See also Drinker, supra, p. 183, quoting ABA Committee on Professional Ethics and Grievances, Opinion 8 (1925).
    Another example of the rule is found in Ass'n. of the Bar, City of N.Y., Committee on Professional Ethics, Opinion 353 (1956), involving a case where a bank had inserted in its notes a provision that where the note is placed with an attorney for collection there would be charged a 10 percent attorney's fee. The committee held that an attorney may not accept employment to collect such notes unless his arrangements with the bank were such that under all circumstances the total of all fees so collected by the bank was paid over in full to the attorney. In commenting on this case, Drinker stated, supra, at p. 183:
             If the bank retained these fees, however, it was in effect hiring a lawyer to perform legal services for which it was paid, in violation of Canon 47.

    Another example of the rule is found in the Decisions by the ABA Committee, No. 369 (1957 ABA Com.
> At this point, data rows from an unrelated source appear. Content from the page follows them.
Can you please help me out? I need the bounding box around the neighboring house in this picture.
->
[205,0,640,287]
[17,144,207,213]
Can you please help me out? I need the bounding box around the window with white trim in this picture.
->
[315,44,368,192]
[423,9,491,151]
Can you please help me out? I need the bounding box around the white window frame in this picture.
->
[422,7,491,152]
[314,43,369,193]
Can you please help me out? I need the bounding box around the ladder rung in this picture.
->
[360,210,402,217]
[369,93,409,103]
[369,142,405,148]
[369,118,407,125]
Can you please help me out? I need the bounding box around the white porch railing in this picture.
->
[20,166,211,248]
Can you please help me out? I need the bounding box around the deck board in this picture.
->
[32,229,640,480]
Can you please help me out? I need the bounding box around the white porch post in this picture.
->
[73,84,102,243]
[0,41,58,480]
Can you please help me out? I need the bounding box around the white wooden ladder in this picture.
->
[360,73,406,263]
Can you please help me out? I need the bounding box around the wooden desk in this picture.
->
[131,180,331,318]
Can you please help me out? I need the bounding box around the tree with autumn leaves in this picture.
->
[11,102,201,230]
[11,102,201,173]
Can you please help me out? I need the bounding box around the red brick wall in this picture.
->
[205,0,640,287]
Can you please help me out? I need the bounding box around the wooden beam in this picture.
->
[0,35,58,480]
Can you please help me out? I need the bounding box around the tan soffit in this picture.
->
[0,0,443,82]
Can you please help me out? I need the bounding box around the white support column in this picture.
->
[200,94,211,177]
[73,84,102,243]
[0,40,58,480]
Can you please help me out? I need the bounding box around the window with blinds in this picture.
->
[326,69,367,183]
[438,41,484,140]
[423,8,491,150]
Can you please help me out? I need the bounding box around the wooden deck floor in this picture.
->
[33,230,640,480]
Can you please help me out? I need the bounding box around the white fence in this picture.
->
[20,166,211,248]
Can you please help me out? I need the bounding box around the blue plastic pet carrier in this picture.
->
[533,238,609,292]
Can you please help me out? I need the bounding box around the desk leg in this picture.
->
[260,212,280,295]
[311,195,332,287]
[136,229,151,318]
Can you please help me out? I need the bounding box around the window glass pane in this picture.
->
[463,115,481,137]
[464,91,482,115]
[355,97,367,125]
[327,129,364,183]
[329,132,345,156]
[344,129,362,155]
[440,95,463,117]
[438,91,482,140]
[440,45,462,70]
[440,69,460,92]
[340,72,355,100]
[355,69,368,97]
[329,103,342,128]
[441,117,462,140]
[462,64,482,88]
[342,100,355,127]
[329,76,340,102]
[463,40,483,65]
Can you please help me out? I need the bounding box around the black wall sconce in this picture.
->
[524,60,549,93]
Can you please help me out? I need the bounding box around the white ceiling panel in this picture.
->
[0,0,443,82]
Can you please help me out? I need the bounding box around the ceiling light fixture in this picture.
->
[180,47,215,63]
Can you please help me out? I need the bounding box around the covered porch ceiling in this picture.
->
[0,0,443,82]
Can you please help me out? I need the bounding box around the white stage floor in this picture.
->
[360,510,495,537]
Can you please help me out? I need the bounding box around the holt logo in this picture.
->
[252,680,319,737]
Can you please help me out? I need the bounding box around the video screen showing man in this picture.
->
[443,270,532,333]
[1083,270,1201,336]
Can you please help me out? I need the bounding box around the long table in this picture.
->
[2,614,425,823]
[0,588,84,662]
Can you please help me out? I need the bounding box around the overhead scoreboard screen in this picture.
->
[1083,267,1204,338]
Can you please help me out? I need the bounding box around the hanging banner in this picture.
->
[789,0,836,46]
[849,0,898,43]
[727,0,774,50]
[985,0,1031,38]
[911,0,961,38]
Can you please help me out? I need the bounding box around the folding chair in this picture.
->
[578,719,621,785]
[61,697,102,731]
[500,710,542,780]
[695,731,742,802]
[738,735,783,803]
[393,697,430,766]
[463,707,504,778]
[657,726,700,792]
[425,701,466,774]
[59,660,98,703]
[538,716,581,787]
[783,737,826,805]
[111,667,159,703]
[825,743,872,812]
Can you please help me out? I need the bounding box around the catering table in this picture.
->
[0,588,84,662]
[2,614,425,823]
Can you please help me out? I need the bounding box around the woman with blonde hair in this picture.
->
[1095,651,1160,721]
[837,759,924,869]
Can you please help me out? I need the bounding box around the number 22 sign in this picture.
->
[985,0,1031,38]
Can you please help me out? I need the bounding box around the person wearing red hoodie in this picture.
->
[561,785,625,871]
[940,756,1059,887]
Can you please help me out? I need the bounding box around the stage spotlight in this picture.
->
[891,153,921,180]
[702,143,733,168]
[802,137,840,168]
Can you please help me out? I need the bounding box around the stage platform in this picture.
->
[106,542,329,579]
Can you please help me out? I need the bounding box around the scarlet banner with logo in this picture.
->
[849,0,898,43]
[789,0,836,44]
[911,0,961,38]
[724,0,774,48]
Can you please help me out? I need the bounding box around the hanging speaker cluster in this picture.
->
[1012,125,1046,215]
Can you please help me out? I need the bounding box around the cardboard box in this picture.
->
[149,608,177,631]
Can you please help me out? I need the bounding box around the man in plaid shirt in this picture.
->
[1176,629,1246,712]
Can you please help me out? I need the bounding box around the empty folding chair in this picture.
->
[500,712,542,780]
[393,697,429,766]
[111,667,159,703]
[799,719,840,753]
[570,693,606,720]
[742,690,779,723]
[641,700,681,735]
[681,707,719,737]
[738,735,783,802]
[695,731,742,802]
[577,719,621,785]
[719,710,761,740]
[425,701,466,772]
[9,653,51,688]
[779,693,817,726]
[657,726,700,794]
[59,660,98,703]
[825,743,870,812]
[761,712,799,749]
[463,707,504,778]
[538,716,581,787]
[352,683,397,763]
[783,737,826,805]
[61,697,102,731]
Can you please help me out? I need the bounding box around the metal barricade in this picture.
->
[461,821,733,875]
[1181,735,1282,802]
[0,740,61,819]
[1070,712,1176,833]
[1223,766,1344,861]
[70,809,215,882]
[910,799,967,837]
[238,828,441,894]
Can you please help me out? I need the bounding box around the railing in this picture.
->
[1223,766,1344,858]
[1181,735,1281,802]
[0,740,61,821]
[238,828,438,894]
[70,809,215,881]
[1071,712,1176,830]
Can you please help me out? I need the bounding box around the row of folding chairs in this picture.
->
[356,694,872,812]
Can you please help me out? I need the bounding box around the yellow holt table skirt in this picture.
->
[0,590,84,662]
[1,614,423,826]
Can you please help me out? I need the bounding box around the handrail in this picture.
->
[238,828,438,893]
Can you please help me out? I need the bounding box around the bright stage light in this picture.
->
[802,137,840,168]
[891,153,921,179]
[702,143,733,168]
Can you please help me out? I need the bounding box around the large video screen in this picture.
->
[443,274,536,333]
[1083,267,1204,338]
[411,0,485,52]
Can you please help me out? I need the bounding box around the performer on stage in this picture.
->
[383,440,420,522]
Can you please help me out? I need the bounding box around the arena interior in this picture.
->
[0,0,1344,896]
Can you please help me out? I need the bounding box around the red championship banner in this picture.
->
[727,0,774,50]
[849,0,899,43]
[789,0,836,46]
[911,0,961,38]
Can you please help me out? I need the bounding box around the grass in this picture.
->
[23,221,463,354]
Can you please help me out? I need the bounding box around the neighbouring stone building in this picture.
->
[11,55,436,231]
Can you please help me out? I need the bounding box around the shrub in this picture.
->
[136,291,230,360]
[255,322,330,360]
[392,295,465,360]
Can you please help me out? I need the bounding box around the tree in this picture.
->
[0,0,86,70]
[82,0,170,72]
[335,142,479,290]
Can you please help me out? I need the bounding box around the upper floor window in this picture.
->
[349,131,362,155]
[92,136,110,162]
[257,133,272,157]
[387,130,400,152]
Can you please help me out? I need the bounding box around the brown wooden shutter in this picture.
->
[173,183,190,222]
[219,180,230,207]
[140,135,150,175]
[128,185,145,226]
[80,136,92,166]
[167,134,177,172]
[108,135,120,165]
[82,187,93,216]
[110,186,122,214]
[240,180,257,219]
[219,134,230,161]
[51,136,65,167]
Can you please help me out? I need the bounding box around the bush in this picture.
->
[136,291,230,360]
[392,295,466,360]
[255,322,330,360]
Opinions, p. 647), which reads as follows:
             A lawyer devoting his entire time to one client for an agreed salary may not ethically turn over to the client, to be applied by it as a setoff to the expense of maintaining its legal department, the premiums paid to him by a title company insuring real estate on which, under the lawyer's supervision, his client acquired mortgages.


    Although upon the facts presented in the present inquiry it might be argued that the payment of the $125 to the municipality is in effect a payment to help defray its expense in paying the annual flat salary of the municipal attorney, this would not make the procedure proper, as is indicated in the foregoing opinion of the Committee of the American Bar Association.